1-corinthians-13-vs-5Love Keeps No Record of Wrongs

I remember a time when I used to cry out to God because I didn’t understand why I was being so mistreated. Why, I was always the first one that had to apologize, even if it wasn’t my fault. I would feel compelled to try and make things right. Sometimes, I would even argue with God. “But God, look what they are doing, don’t you see how they treat me? It’s not fair.” I will never forget what He told me. “I am holding you to a higher accountability, they know not what they do. You know better.”

Ugh…He was right. But God was developing my character. I did know better. I remember another time when I was crying out to God asking Him why I always forgot many of the things that were done to me. I of course didn’t forget everything. But I was usually quick to forgive and then forget what was said or done, unless someone reminded me. My mom would often get upset with me because she would say, “Don’t you remember when he did this or said that.” And honestly most of it I had forgotten.

One day I was so frustrated, for not remembering more. I decided that day that I was going to start keeping a “journal” of all the things that were done and said to me that hurt me. I got my computer out and I was going to start putting it all in there so I could remember. I kid you not, before I could even type ONE letter on the keyboard. I heard the Holy Spirit say,
“Love keeps no records of wrong.” I replied with, “huh?” as I sometimes do when He says something, but I don’t like the answer. He gently repeated it, “Love keeps no records of wrongs.”

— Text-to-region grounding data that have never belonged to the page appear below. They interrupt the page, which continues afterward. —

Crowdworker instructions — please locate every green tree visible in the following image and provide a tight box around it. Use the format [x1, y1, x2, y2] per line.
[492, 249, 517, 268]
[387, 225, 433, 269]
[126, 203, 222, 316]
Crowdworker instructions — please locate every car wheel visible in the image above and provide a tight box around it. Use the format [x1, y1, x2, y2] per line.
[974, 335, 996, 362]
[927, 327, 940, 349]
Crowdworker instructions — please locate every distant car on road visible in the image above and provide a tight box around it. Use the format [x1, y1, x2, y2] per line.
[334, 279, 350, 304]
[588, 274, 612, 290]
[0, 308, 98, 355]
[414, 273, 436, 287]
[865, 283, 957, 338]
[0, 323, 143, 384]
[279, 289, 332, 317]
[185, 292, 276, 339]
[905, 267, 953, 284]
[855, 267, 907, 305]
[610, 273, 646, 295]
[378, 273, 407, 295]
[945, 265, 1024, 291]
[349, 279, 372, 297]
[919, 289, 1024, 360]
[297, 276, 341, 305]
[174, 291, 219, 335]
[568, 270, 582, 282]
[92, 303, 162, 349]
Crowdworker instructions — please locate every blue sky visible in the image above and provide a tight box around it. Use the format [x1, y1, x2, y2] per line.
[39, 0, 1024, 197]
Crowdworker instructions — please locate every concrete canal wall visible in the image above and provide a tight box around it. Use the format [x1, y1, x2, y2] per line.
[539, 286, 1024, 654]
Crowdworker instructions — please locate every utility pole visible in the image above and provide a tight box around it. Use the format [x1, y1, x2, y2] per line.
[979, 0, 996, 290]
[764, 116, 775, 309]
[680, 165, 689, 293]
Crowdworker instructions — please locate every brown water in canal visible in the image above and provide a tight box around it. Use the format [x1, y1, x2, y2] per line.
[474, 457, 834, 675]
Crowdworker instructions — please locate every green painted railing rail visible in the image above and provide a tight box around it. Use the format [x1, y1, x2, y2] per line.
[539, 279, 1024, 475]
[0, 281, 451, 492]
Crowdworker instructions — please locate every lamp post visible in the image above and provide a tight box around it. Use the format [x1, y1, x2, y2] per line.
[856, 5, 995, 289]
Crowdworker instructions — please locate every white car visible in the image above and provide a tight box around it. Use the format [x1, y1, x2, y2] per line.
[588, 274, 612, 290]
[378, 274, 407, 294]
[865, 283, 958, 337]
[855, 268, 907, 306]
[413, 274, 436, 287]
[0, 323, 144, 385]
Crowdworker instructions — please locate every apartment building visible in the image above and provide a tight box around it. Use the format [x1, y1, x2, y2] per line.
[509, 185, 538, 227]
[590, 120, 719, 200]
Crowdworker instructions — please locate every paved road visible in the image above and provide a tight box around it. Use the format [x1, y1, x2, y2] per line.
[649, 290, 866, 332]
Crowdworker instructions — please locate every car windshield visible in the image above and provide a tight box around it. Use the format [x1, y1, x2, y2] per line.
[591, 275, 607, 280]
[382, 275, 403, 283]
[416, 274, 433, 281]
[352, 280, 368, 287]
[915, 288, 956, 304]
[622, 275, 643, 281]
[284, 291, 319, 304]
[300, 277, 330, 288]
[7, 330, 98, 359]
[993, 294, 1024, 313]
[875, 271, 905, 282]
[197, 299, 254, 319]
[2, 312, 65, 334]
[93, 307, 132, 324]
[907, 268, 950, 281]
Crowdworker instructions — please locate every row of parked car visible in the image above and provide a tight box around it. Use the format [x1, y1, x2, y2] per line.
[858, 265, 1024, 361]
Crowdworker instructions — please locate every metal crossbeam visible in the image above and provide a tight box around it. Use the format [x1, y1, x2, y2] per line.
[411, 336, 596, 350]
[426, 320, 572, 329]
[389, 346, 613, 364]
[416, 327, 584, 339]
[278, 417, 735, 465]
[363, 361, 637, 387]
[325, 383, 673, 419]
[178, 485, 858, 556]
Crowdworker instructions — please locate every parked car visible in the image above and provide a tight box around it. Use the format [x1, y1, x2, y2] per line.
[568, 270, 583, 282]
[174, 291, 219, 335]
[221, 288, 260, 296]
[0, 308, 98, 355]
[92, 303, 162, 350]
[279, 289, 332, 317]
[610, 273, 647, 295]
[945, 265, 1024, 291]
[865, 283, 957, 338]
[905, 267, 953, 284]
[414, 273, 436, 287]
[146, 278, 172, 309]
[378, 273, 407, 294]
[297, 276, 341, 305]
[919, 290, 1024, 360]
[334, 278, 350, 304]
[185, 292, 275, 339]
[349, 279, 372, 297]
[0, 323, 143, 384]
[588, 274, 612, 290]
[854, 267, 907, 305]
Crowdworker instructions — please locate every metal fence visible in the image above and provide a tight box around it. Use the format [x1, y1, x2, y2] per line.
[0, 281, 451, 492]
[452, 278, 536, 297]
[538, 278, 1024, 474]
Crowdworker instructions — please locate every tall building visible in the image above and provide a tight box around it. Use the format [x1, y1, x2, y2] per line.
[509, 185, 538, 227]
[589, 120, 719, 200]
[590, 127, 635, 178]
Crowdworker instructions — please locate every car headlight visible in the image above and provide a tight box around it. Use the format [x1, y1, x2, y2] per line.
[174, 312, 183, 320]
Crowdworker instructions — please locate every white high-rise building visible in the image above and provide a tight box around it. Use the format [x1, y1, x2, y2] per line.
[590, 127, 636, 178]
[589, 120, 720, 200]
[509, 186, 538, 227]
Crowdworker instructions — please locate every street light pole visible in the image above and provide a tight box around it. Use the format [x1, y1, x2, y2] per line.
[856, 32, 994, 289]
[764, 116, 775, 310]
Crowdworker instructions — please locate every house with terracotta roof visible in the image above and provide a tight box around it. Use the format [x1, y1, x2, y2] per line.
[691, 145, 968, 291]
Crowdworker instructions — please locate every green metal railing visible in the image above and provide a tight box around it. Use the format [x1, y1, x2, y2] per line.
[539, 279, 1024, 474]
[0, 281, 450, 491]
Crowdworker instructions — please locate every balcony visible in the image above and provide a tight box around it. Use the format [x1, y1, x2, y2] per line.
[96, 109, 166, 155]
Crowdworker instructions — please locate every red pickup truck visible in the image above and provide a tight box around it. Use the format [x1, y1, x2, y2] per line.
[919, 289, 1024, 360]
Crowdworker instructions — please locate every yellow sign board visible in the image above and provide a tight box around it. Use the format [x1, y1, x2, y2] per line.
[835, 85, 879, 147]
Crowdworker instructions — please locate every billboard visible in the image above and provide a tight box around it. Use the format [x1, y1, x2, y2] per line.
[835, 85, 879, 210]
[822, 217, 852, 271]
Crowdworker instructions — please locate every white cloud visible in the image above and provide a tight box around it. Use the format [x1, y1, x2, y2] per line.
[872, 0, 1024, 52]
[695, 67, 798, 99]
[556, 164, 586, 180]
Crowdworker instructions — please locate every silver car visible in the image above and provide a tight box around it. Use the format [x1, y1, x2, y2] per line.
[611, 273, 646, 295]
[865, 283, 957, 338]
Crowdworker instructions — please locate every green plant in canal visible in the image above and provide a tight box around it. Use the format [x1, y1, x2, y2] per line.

“Sigh” ….as my shoulders drop, knowing I was wrong. It was a gentle, reminder a little tap on the hand, “don’t do that.” That was the most literal scripture He could have used to get my attention. I then asked God why I couldn’t remember. I will never forget what He said.

“If I were to allow everything the enemy has ever said or done to hurt you, your heart would be so hardened I would not be able to use you. I have given you a pure heart, a forgiving heart according to my good will.”

Wow God!
Because we all know people who are so hardened by life that it’s like breaking stone to get through to them. So, I want to encourage you today if you are a tender heart, a heart that forgives easily and forgets quickly. Do not feel like you are a pushover or weak. In fact, it is the opposite. It is because of that humility that God can and will use you. It is what helps to make you stronger in Him! Trust Him and remember God is a good father and He will only discipline out of love. Thank you Father for being so good to us that you correct those that you love.